Uzbeks, who compose about 10% of Afghanistan’s population, are different. They speak a Turkic language closely related to those of other “-stan” countries (except Tajikistan), and more distantly to that of their jumped-up cousins who made a grand name for themselves in Anatolia. Outside the big hitters, German-Finnish linguist Harald Haarman estimates that Afghanistan is home to more than three dozen minor languages and around 200 dialects. Probably the most eccentric is Brahui, whose closest relatives are in southern India. Big languages other than Dari and Pashto were recognized as regional languages under Afghanistan’s 2004 constitution, but in the resurrected Taliban emirate, their official future is unclear.

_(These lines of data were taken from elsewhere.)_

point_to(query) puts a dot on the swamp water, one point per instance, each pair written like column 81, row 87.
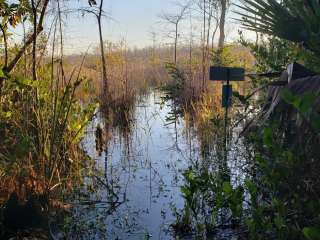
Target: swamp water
column 138, row 190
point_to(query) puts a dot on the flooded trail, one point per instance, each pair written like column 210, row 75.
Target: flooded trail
column 144, row 169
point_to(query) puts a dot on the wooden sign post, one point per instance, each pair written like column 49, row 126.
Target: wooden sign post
column 226, row 74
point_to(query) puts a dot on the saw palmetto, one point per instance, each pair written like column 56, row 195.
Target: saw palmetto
column 293, row 20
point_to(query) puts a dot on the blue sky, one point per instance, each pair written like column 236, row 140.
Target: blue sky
column 130, row 19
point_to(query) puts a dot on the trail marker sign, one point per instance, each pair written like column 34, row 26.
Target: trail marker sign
column 226, row 74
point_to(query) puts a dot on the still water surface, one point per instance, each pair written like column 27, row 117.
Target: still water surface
column 144, row 169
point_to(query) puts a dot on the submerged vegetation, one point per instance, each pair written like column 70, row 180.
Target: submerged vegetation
column 250, row 173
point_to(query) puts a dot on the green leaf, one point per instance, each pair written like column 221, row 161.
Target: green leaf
column 226, row 186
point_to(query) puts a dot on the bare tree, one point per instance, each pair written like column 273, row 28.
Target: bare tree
column 99, row 13
column 175, row 20
column 222, row 22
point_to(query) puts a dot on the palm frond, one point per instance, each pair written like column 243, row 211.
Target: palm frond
column 293, row 20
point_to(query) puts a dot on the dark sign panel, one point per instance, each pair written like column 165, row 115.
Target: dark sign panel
column 226, row 96
column 226, row 73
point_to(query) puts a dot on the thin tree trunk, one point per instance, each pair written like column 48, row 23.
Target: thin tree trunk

Many Afghans are multilingual, and despite their famous resistance to foreign conquest, many do apply themselves to learning foreign languages. About 5% speak English, whose presence in Afghanistan dates to British involvement in the region as part of their 19th Century Great Game against Russia; it has piqued a lot of interest in more recent years, for obvious reasons. Many learn Urdu, the language of neighbouring Pakistan, which shares Indo-Iranian kinship, the Persian script, and much Persian vocabulary with Dari and Pashto. Russian never really caught on, but in the past month, Mandarin has dipped a toe over the mountainous Sino-Afghan border.
Arguably Afghans’ favourite foreign language is one that less than 1% speak. Arabic is hard to learn, but observant Muslims cannot help but pick some up. Arabic has held its small but sturdy foothold since the early Middle Ages, when Khorasan (as the country was known then, and is still today by the Islamic State’s now-infamous chapter there) was Islam’s home away from home in stubbornly Zoroastrian Persia.
In recent years, many Afghans have also been learning Modern Standard Arabic to benefit from job opportunities in or connected to rich Gulf states that have few of the West’s compunctions about fundamentalist Islam. Afghanistan may be the graveyard of empires, but at least one foreign language has put down roots in the fresh-turned earth.